Space Race 2.0: Why America and Russia Should Fear China’s Martian Moment

Icon designed for categorisation of stubs by c...

Icon designed for categorisation of stubs by country, intended for spacecraft owned and/or operated by organisations based in the People’s Republic of China (Photo credit: Wikipedia)

By:  Julian Harris Gibson

Thanks to the massive response from our article, “The Politics of Space: Why Obama Must Restart the Space Race,” we decided to follow-up with a series of articles titled Space Race  2.0. This series examines space politics and space programs around the globe  and how the USA measures up against them.

Our topic today is China. China’s space ambitions are evident and clear. While the first space race with Russia made many people focus on a two superpower race to the Moon, Space Race 2.0 will make both nations fear the Dragon. 

To help America get started on the road to a resurgence in space, we must look at space exploration the same way the late, great, President Kennedy did. Kennedy looked at the Apollo missions not as something we merely wanted to do, but something the world needed us to do. 

The pride Americans and citizens of the world felt when Neil Armstrong touched down on the lunar surface will only be matched when the first man or woman touches down on the martian surface. The only question is will that man or woman have an American, Russian or Chinese flag across their shoulder? Even better, will we have finally moved past nationalism and into an era of global unity as a species?

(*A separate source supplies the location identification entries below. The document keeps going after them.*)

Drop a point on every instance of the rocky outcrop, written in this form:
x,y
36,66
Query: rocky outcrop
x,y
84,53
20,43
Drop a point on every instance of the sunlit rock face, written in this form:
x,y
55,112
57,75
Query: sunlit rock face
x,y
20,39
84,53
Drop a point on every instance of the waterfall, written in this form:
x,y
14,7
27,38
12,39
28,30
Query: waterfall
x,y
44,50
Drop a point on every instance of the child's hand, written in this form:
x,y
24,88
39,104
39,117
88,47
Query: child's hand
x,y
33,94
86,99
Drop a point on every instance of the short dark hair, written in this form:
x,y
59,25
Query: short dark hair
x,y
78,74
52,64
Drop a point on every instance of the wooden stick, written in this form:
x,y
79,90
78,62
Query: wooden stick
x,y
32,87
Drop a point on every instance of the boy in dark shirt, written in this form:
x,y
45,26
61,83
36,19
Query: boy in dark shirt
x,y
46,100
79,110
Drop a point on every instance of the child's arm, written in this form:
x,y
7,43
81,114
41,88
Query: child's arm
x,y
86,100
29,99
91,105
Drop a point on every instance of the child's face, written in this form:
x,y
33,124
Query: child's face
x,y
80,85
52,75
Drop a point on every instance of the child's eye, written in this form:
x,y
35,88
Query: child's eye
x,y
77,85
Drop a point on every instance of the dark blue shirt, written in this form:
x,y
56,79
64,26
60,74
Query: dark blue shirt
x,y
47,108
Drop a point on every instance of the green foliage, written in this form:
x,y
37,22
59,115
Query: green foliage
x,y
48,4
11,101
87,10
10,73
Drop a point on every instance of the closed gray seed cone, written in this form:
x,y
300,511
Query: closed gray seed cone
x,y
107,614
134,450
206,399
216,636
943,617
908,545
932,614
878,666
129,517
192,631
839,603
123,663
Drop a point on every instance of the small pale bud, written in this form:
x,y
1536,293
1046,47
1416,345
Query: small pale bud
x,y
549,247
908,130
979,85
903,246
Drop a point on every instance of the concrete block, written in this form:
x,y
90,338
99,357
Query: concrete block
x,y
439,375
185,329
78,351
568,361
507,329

Who really  knows, but I do know if America keeps borrowing from China for never-ending wars and cutting from NASA while China keeps launching into space, we may see a Chinese flag on Mars decades before we see an American one. The sad financial reality for America is bleak and with our balooning $16 trillion national debt, our grandchildren may end up paying for China’s martian moment.

China landing on Mars will not be a sad day for humanity; in fact, it will symbolize our limitless achievement as humans. However, it will bring an end to the two-nation superpower space race and forever change the possibilities in space for nations like Japan, India and Canada. Americans can no longer watch with bitter-sweet nostalgia as our space shuttles become relics in a museum.  

Frankly, I feel the footage of their entry into the historical  archives symbolizes their slow march to honorable irrelevancy at the same time we watch other nations blast off and fulfill the space dreams of their citizens.  If Eisenhower though Sputnik I was so much of a national embarrassment that he had to start NASA, can you imagine the pressure President Obama will be under once China lands their first rover on the Moon?

China’s new leader, Xi Jinping is now at the helm of the world’s most populated nation and its fastest growing space program. While American politicians are cutting NASA funds and delaying missions to Mars, China’s plans for the rest of this decade are clear–onward and upward.  For example, China  has plans to return to Tiangong 1 (it’s space laboratory) in 2013. The next year Tiangong 2 will be launched and by 2020 Tiangong 3‘s construction should be well under way. Meanwhile, America has ended its space shuttle program and has laid off thousands of astrophysicists and engineers not to mention the massive hurt this decision passed onto the already fragile  Houston and Florida economies.

China’s ambitions in space is not the only priority for Mr. Xi who has a slowing down economy, need for cleaner energy and ever-increasing population to feed. However, none of these problems have forced them to cut their space program in the way our Congress has cut NASA, SETI and many other aerospace initiatives over the past 20 years.

Newt Gingrich‘s idea of a permanent American lunar base during the Republican Primary may have seemed hilarious to some, until you realize that China is launching its first robotic lunar lander in 2013–Who’s laughing now? Furthermore, China has plans to build upon its robotic astronaut program for years to come.

While I am very proud of NASA’s work throughout it’s 54 year history and its recent success’ with the curiosity rover, American citizens must support NASA more than ever to keep the dream of a manned  mission to Mars alive. If not, NASA will be considered a pioneer in space exploration that has been passed by due to government red tape and media giants more concerned with the latest celebrity sex scandal than our journey to the actual stars.

I hope Americans rekindle our orbital appetites and put pressure on our legislators to increase NASA funding.  Additionally, we need to  finally support the commercial space industry the same way the government supported the aviation industry in the early 20th century. However, America is now in second place to Russia, who is currently the only nation taking humans to the international space station for a measly $64 million per person and China is coming up behind us in our rear view mirror –fast.

On the day China reaches Mars first, America will regret ending our shuttle program without a viable replacement. We will rue the day we decided to stop the Apollo missions. We will wish we could go back in time and stop the wars in Iraq and Afghanistan years earlier and invest in American innovation. So, now that we know that China’s on a mission to beat everyone back to the Moon as the make their way to plant a Chinese flag on Martian soil, there’s only one question left for Americans. What are we going to do about it?